We `hit it off together' and ever since then have been good friends. At that time we did a number of `fun things' like spending evening Under The Integral Sign (a scientific club; really an eating club and night club) and also going cross country skiing. To do that one checked out skis, of course free in those Soviet Days, and that was done one afternoon. Then, the next day, we went to the ski area. The ski area was a small hill (this was Siberia) covered with pine trees. The Soviets could change direction while going down hill, but the Americans were doing their best just to stand up on their skis. That meant that in order not to hit a tree you had to point your skis correctly, before you started down the hill, to about a milliradian. I was doing that fine through most of the afternoon, but then I mis-calculated and hit a tree. I broke the tip of the ski off (and was damn fortunate not to have broken anything else) and remember walking, through deep snow, for what seemed like miles and miles. For many years I had the ski tip as a souvenir of my first meeting of Boris.
Some time later, in 1967, I was spending the year at CERN and Boris visited us. My chance to get even. I suggested that we go to Zermat and do a bit of real (down hill) skiing. So my family (5 of us) and two Soviets, Boris and Ben Sidorov (now deputy director of the Budker Institute), piled into my car and drove from Geneva to where one takes the train to Zermat.
The next day was terribly cold and everyone, except Boris, decided not to try and ski. Boris was not going to miss out on anything and I, as host, felt I must go with him. Me in lots of down and him in a simple sweater. Well, it was really cold.

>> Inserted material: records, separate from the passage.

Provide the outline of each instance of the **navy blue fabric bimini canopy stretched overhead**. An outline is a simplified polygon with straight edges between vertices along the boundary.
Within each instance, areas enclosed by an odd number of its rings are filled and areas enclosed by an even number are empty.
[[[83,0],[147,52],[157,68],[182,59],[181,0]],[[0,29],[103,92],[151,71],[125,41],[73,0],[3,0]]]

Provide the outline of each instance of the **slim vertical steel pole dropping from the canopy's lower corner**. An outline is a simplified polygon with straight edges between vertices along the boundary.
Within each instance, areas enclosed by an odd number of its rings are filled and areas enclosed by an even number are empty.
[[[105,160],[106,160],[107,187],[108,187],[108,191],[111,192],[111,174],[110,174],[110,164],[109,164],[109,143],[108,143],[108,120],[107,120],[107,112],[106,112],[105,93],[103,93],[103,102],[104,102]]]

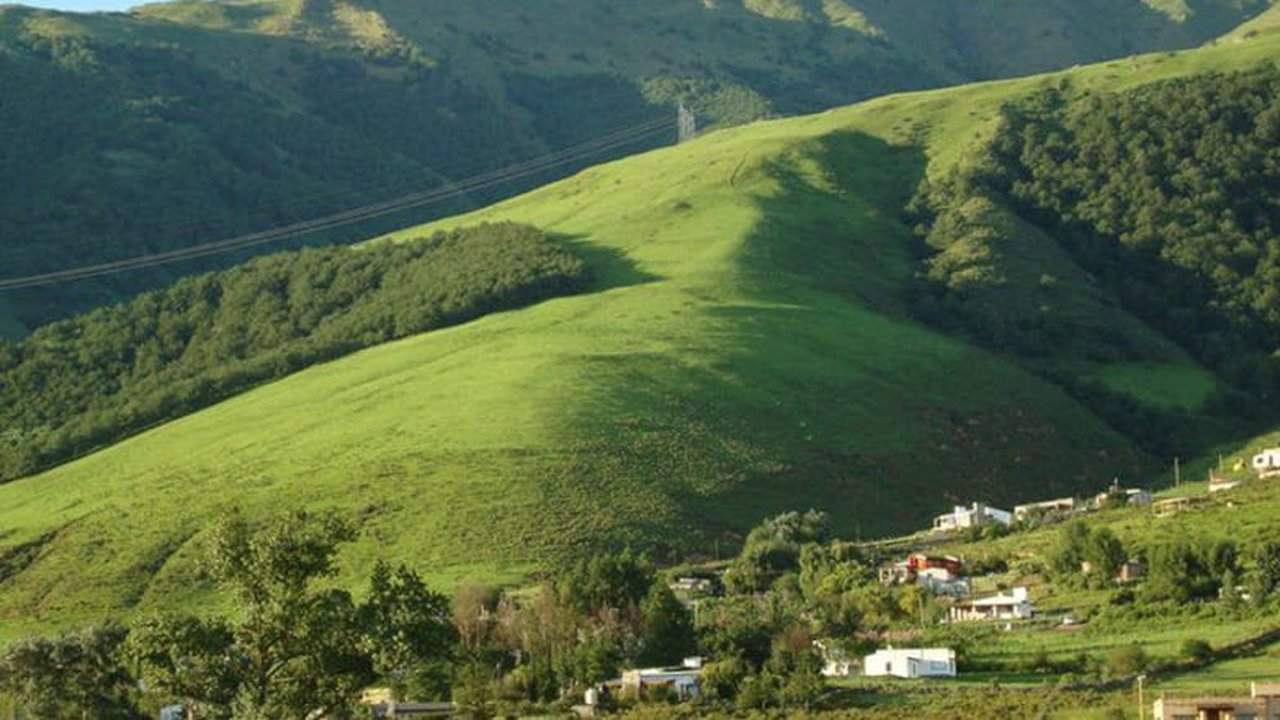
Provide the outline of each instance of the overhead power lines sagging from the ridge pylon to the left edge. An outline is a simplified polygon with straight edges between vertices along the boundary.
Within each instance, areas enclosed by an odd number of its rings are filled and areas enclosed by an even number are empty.
[[[479,190],[490,188],[498,184],[544,173],[553,168],[567,165],[590,158],[593,155],[605,152],[608,150],[614,150],[618,147],[632,145],[635,142],[659,135],[662,132],[668,132],[669,129],[671,129],[671,119],[666,117],[658,118],[645,123],[640,123],[637,126],[614,131],[608,135],[596,137],[594,140],[589,140],[579,145],[558,150],[556,152],[549,152],[547,155],[541,155],[531,160],[499,168],[497,170],[481,173],[458,182],[452,182],[443,187],[403,195],[401,197],[396,197],[392,200],[364,205],[361,208],[353,208],[349,210],[343,210],[340,213],[324,215],[320,218],[312,218],[308,220],[289,223],[285,225],[265,231],[241,234],[214,242],[192,245],[177,250],[169,250],[165,252],[154,252],[147,255],[138,255],[134,258],[127,258],[122,260],[99,263],[93,265],[69,268],[65,270],[55,270],[50,273],[41,273],[19,278],[0,279],[0,291],[44,287],[64,282],[110,275],[128,270],[140,270],[143,268],[154,268],[157,265],[195,260],[197,258],[207,258],[211,255],[220,255],[225,252],[234,252],[248,247],[255,247],[271,242],[280,242],[284,240],[289,240],[303,234],[310,234],[314,232],[344,227],[364,220],[371,220],[394,213],[411,210],[413,208],[435,205]]]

We rode the lift up, skied down and when I took off my gloves my fingers were all white. Boris rushed me to a first aid station and proceeded to rub snow on my hands. Well, he saved my fingers, sent me in for the day, and continued to ski all day, coming in, at the end of the day in fine form.
Through the years we continued to send cards (as well as scientific papers) and I remember one where Boris said it was 40 below and he had stopped skiing. Not to be out done, I sent back a card saying that the Soviets might stop at 40, but Americans certainly kept skiing. He then wrote back saying that I didn't understand: it was the skis that stopped working when it got so cold." Boris and I, did, once write a paper together. Well, Boris really did all the work, but I do remember a very pleasant day working--for some reason-- in his kitchen. Boris had the idea that there hadn't been a paper since World War II co-authored by a Russian, German, and American. (I don't know if this was true or not, but it was an interesting thought.) So, we invited Eberhard Keil into the collaboration."
Once, Boris's wife, Olga, was `allowed', I think that is the right term, to go on a vacation consisting of a cruise on the Black Sea (and maybe also the Mediterranean). The cruise was for artists (she was a well-known opera singer). The first leg consisted of air to Moscow and it was arranged that she and I went together. In Moscow she escorted me around, including a very lengthy tour--and very special tour led by a friend of hers--to the Tretyahov Gallery. All very good, but she didn't know a word of English and I don't know a word of Russian; we just smiled at each other for a few days."
Boris, I hope you have a great time at this Conference at which your 70th birthday (how can we all be so old so soon?) is properly noted. The honor is richly deserved. I feel touched to have had my life touched by you."